Although it’s impossible to predict with any certainty, the most likely scenario seems to be a mid-to-late June decision in Rahimi.  After wrapping up arguments for the current term on April 25, the justices currently appear to be hard at work on the 40-plus outstanding opinions they will issue by the end of June (the Court has issued 18 decisions so far).  The Court’s calendar lists the next possible decision day as this Thursday, May 9.

Perhaps the more interesting question is which justice will write the majority opinion in Rahimi.  As of late April, Justice Sotomayor had the highest number of majority opinions among the set already issued with four.  Justice Barrett was close behind with three, followed by Justices Jackson, Kagan, and Gorsuch with two each.  Justice Alito was the only justice without a majority opinion in any decided case.  With so many opinions still outstanding, it’s difficult to draw any major conclusions from this data—and the author may depend in large part on the scope of the decision in Rahimi (in other words, to what extent the Court attempts to cabin its holding to only the specific provision at issue as opposed to opining on the constitutionality of related gun restrictions such as felon possession bans). 
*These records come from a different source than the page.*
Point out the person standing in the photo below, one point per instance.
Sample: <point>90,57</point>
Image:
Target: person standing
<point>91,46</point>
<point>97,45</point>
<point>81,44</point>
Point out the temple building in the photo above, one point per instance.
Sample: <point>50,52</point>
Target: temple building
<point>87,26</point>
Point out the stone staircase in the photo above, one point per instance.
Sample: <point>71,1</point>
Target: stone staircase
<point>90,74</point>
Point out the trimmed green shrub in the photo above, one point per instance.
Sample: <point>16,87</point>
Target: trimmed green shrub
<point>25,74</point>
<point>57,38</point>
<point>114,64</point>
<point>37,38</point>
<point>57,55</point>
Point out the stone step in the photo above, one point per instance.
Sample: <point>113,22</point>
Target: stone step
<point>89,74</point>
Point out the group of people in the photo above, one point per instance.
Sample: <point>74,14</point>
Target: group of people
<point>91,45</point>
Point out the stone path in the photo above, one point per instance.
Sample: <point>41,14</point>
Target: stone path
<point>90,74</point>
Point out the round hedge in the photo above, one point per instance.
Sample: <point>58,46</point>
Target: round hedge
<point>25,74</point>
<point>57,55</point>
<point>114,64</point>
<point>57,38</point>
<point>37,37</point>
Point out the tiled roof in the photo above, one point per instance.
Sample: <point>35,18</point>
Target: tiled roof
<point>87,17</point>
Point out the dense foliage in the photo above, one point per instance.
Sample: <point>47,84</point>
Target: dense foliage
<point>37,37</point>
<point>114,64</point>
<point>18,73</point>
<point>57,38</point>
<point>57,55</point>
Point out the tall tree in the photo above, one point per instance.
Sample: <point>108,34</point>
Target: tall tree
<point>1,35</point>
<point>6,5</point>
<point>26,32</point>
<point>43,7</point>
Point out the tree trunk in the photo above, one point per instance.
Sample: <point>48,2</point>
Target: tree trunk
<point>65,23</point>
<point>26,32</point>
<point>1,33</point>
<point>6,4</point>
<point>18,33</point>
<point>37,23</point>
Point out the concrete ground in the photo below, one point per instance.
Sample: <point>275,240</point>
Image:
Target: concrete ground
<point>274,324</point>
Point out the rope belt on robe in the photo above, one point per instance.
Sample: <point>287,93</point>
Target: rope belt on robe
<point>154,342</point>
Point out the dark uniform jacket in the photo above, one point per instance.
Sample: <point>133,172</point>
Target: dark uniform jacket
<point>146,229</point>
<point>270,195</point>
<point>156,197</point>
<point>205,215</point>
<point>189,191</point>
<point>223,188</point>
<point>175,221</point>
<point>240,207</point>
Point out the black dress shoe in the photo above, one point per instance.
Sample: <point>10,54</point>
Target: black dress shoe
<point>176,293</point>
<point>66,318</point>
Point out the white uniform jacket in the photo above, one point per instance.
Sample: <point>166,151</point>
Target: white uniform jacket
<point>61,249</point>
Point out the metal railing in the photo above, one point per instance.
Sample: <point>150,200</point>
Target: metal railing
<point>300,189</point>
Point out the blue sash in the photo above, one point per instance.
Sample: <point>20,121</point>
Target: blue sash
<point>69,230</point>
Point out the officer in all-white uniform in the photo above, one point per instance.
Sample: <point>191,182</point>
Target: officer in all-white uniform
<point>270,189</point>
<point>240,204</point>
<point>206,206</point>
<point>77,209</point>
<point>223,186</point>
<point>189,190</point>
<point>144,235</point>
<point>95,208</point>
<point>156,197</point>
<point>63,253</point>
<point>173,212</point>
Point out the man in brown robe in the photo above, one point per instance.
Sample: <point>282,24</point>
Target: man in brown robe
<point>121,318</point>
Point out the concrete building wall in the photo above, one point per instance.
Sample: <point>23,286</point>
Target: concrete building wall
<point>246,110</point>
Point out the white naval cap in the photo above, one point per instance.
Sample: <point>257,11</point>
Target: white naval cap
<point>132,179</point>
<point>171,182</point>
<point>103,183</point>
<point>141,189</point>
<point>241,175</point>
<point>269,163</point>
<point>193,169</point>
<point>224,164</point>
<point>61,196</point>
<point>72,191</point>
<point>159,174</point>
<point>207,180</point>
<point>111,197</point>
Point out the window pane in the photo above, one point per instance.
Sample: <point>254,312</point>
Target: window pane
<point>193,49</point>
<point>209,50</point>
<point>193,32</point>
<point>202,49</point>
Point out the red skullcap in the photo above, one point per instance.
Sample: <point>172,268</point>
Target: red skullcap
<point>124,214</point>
To me, at least, the most likely candidates to write the majority opinion in Rahimi are, in order of decreasing likelihood[1]: (1) Justice Barrett, (2) Justice Kavanaugh, (3) Chief Justice Roberts, and (4) Justice Thomas.  Justice Barrett seems a natural choice given her Kanter dissent and the possibility that the Court adopts a version of the principle she endorsed in that case: namely, that “[h]istory . . . demonstrates that legislatures have the power to prohibit dangerous people from possessing guns.”  The Solicitor General argued in favor of this “dangerousness” principle at oral argument. While the government likely supports a more expansive conception of dangerousness with regard to past criminal convictions than Justice Barrett, she seems likely to agree with the SG about how the concept applies in the domestic violence context.  Justice Kavanaugh is a close second, for me, because he is often credited with developing the text, history, and tradition test as a circuit judge (dissenting from a 2011 decision rejecting a challenge to D.C.’s assault weapons ban), and because he emphasized in that case that governments have “flexibility and power to impose gun regulations under a test based on text, history, and tradition.”  The Chief Justice joined Justice Kavanaugh in what was essentially a cautionary concurrence in Bruen, and thus seems a likely candidate to a write a decision in a high-profile case explaining that Bruen was not meant to disturb the type of law at issue.  If the Court ends up taking a narrow approach to the case, then it’s also possible that Justice Thomas could emerge as the author—essentially offering a clarification of his earlier majority opinion in Bruen.  

It would surprise me if Justice Alito, Gorsuch, Kagan, Sotomayor, or Jackson ended up writing the majority opinion—although it’s entirely possible we could see concurrences or dissents from one or more of those justices.  Justices Kagan, Sotomayor, and especially Jackson all appear to be in favor of a broader repudiation of the Bruen test, one that almost certainly lacks majority support on the current Court.  Justice Alito appeared somewhat skeptical of the government’s case at oral argument and focused on the procedural mechanics of the DVRO law, but I think it is unlikely the Court will decide the case on that basis.  And Justice Gorsuch seemed to be of the opinion that (as Professor Jake Charles has argued in these two prior posts) Rahimi’s facial challenge must fail because the law is constitutional in some applications; but that an as-applied challenge might be possible if the underlying protective order did not contain an actual finding of dangerousness.  This makes Gorsuch a likely vote to reverse, but other justices did not seem as interested in the facial challenge aspect.

[1] This analysis largely assumes the Court will to reverse the Fifth Circuit and uphold 18 U.S.C. § 922(g)(8), which appears to be the most likely outcome based on oral argument.